Introduction
Let's say we want to predict the outcome of a soccer match Team A vs. Team B. It would be convenient to have a model that gives probabilities for how much Team A and Team B will score. We could use a complicated Machine Learning (ML) model using data of previous matches, players, weather, etc., but what if we want to set a strong baseline for the outcome prediction? This is where the Poisson distribution comes in. It provides an exceptional baseline for prediction of outcomes. The only thing we need is a rough estimate for the average number of goals a team scores.
Poisson
The Poisson distribution provides a convenient way to model the number of goals with only one parameter. This one parameter is the average, which is called Lambda ($λ$). You can play with the slider below and get a feel for how the probabilities change. We can see that the minimum outcome is obviously 0 goals and the most likely outcome is around the average number of goals.
Formally the Poisson distribution is defined as:
$$P(X = k) = \frac{λ^k e^{-λ}}{k!}$$
An important part of this formula is the exponential decay $e^{-λ}$. As we move further from the average number of goals ($λ$), the probabilities continuously get smaller. Furthermore, the factorial term $k!$ in the denominator will dominate over $e^{-λ} λ^k$ for large $k$. Thus no matter how much we move from the average, the probabilities never quite reach $0$.

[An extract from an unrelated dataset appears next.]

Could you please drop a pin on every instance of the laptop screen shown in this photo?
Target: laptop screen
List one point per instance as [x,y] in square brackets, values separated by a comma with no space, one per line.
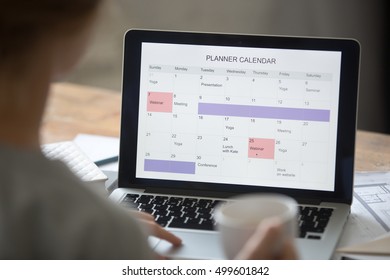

In real world soccer matches there is more [skew](https://en.wikipedia.org/wiki/Skewness) in the distribution, which means that outcomes to the right occur a more often than the Poisson distribution suggests. Nevertheless, the Poisson distribution is a great approximation of how many goals a team scores given the average number of goals ($λ$). Now what if we want to know the probability of a specific outcome, like 3-2, 1-1, or 4-0? This is where the outer product comes in handy.
Outer Product
If we have the Poisson distribution both teams getting outcome probabilities is easy using the outer product aka tensor product aka $\otimes$. Using $\otimes$ the resulting shape of two vectors of length $n$ will be $n x n$. For large $n$ the resulting matrix will therefore be very large! Thats why for this case we sum the probabilities for 3+ goals to keep the vectors small. Remember that probabilities for the Poisson distribution never quite reach $0$ as we go to the right so we can get probabilities for outrageous numbers like 999 goals, but at some point it makes sense to aggregate the leftover probability. Let's look at probabilities for 0, 1, 2, 3+ goals.
Team $A$ ($λ=1.1$): $$ A = \begin{bmatrix} 0.333 & 0.366 & 0.201 & 0.1 \end{bmatrix} $$
Team $B$ ($λ=1.8$): $$ B = \begin{bmatrix} 0.165 & 0.298 & 0.268 & 0.269 \end{bmatrix} $$
Note that both vectors should always add up to 1 in order for them to be valid probability distributions.
Now we take the outer product to arrive at the final matrix. This is achieved by multplying each element in $A$ by each element in $B$.
$$
\begin{bmatrix}
0.333 \\
0.366 \\
0.201 \\
0.0989
\end{bmatrix} \otimes
\begin{bmatrix}
0.165 \\
0.298 \\
0.268 \\
0.161
\end{bmatrix} =
\begin{bmatrix}
0.055 & 0.099 & 0.089 & 0.090 \\
0.060 & 0.109 & 0.098 & 0.098 \\
0.033 & 0.060 & 0.054 & 0.054 \\
0.016 & 0.030 & 0.027 & 0.027
\end{bmatrix}
$$
The rows correspond to Team A and columns to Team B.
For example, the outcome 0-2 will have a probability of 0.089 (8.9%). The most likely outcome is 1-1 with 0.109 (10.9%) probability. The predicted probability of 3-3, 4-4, 5-5, etc. will be 0.027 (2.7%).
A cool characteristic of this matrix is that because the vectors are valid probability distributions, the outer product matrix is also a valid probability distribution. In other words, the sum of all elements equals 1.
I hope you have learned something new from this exploration of the Poisson distribution and outer product!